Topical Agents for the Treatment of Atopic Dermatitis

January 2020 | Volume 19 | Issue 1 | Editorials | 50 | Copyright © January 2020

Published online December 5, 2019

Lawrence F. Eichenfield MD,a,b Thomas Luger MD,c Kim Papp MD,d Jonathan I. Silverberg MD PhD MPH,e Debra Sierka PhD,f,* Chuanbo Zang PhD,f Anna M. Tallman PharmD,g,* Michael A. Zielinski PharmD,f William C. Ports DVMh,*

aUniversity of California, San Diego, San Diego, CA bRady Children’s Hospital-San Diego, San Diego, CA cWestphalian Wilhelms-University Münster, Münster, Germany dK Papp Clinical Research and Probity Medical Research, Waterloo, Ontario, Canada eThe George Washington University School of Medicine and Health Sciences, Washington, DC fPfizer Inc., Collegeville, PA gPfizer Inc., New York, NY hPfizer Inc., Groton, CT *At the time of this research

Approval of the new topical phosphodiesterase 4 inhibitor crisaborole ointment, 2%, to treat mild-to-moderate atopic dermatitis (AD) warrants careful consideration of available efficacy and safety data for topical therapies to contribute to a better understanding of the role of crisaborole in the treatment of mild-to-moderate AD. A literature review was conducted to identify results of randomized, blinded, vehicle-controlled trials of topical agents for the treatment of AD published from January 1, 1997 to April 30, 2018. This review summarizes the efficacy and safety data of topical therapies including corticosteroids, calcineurin inhibitors, and crisaborole and it shows that comparison among available agents is difficult because of differing methodologies used across clinical trials and that there is considerable variability in safety reporting among AD trials.
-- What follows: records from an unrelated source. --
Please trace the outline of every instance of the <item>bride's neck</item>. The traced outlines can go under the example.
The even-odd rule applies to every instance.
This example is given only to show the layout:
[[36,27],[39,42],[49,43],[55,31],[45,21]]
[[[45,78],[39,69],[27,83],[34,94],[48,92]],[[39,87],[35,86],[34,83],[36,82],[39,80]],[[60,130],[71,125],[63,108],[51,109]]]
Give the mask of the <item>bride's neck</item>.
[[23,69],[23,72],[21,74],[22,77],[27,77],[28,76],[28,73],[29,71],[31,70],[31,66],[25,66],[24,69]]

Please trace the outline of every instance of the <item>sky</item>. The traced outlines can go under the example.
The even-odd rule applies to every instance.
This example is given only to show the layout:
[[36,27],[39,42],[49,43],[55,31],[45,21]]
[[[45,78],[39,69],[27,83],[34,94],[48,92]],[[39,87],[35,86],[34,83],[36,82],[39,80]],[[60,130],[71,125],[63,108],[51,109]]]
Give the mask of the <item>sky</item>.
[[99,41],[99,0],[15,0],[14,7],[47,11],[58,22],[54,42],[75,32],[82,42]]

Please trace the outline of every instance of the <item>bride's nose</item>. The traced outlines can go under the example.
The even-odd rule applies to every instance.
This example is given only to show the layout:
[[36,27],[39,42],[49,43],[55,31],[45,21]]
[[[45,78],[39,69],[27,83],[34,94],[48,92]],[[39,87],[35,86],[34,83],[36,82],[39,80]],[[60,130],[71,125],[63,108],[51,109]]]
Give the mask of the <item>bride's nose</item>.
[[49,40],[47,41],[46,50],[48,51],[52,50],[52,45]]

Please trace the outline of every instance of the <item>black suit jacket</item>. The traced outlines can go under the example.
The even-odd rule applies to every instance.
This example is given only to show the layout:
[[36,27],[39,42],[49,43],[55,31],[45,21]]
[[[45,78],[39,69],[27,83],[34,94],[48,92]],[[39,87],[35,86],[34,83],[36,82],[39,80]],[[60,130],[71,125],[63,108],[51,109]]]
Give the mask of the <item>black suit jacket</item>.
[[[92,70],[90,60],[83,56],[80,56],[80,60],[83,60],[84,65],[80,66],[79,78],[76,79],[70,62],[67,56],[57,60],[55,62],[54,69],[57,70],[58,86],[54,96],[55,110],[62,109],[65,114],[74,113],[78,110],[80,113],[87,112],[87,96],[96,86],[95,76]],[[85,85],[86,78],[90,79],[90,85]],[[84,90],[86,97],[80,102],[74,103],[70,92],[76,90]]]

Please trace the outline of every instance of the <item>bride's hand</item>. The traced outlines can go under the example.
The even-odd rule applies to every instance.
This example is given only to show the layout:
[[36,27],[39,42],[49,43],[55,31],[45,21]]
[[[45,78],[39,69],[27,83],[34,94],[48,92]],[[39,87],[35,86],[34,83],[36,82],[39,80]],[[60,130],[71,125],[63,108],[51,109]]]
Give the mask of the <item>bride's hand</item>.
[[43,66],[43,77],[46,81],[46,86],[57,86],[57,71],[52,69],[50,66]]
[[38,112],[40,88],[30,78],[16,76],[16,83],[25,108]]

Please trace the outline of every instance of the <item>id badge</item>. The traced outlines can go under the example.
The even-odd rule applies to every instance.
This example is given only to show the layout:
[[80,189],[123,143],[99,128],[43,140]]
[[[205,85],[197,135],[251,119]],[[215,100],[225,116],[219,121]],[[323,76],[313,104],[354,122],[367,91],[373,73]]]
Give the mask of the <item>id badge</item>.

Published clinical studies for crisaborole demonstrate its efficacy and manageable safety profile.

J Drugs Dermatol. 2020;19(1):50-64. doi:10.36849/JDD.2020.4508


Atopic dermatitis (AD) is a chronic, inflammatory skin disease that follows a chronic and relapsing course.1 Essential features include pruritus and eczematous lesions that present with a typical morphology and age-associated distribution.2,3 Up to 90% of children with AD have mild or moderate disease.4 Common signs and symptoms include pruritus, erythema, edema, xerosis, erosions/excoriations, oozing and crusting, and lichenification, which vary by age and chronicity of lesions.2 Because of the chronicity, intense symptom burden, and visible nature of the disease, patients with AD frequently have reduced quality of life (QoL) and psychological comorbidities, including depression and anxiety.5 Pruritus is responsible for a significant portion of this burden, which includes the associated impact on sleep quality.2,6

According to the American Academy of Dermatology (2014) and joint guidelines of the American Academy of Allergy, Asthma & Immunology and the American College of Allergy, Asthma & Immunology (2013), topical therapies remain standard treatment for AD and provide efficacy while minimizing the potential for systemic adverse events (AEs).7,8 Basic skin care, moisturizers, and trigger avoidance are recommended as initial treatment and are integral to AD therapy, aiming to treat and prevent xerosis, reduce transepidermal water loss (TEWL), reduce signs of AD, and prevent flares.7,8 When the AD is not sufficiently controlled with nonpharmacologic approaches, topical corticosteroids (TCSs) are recommended.7,8 TCSs have been the mainstay of anti-inflammatory therapy for AD for decades and can be used reactively to treat established lesions and proactively to prevent relapse.7 However, safety concerns regarding local and systemic AEs can result in treatment hesitancy in caregivers and patients.7,9 Therefore, appropriate selection of TCS potency, correct application (including duration and location of treatment), and patient education are important.7,8 Topical calcineurin inhibitors (TCIs) are immunosuppressant agents that are recommended as second-line treatment in areas where skin atrophy is a concern (eg, face, eyelids, skin folds), for steroid-nonresponsive AD, when steroids are not advisable, or when a TCS treatment holiday is necessary.7,8 Transient localized burning and itching can occur with TCIs, which can limit their use in some patients.7,8

Crisaborole ointment is a nonsteroidal, phosphodiesterase 4 (PDE4) inhibitor for the treatment of mild-to-moderate AD.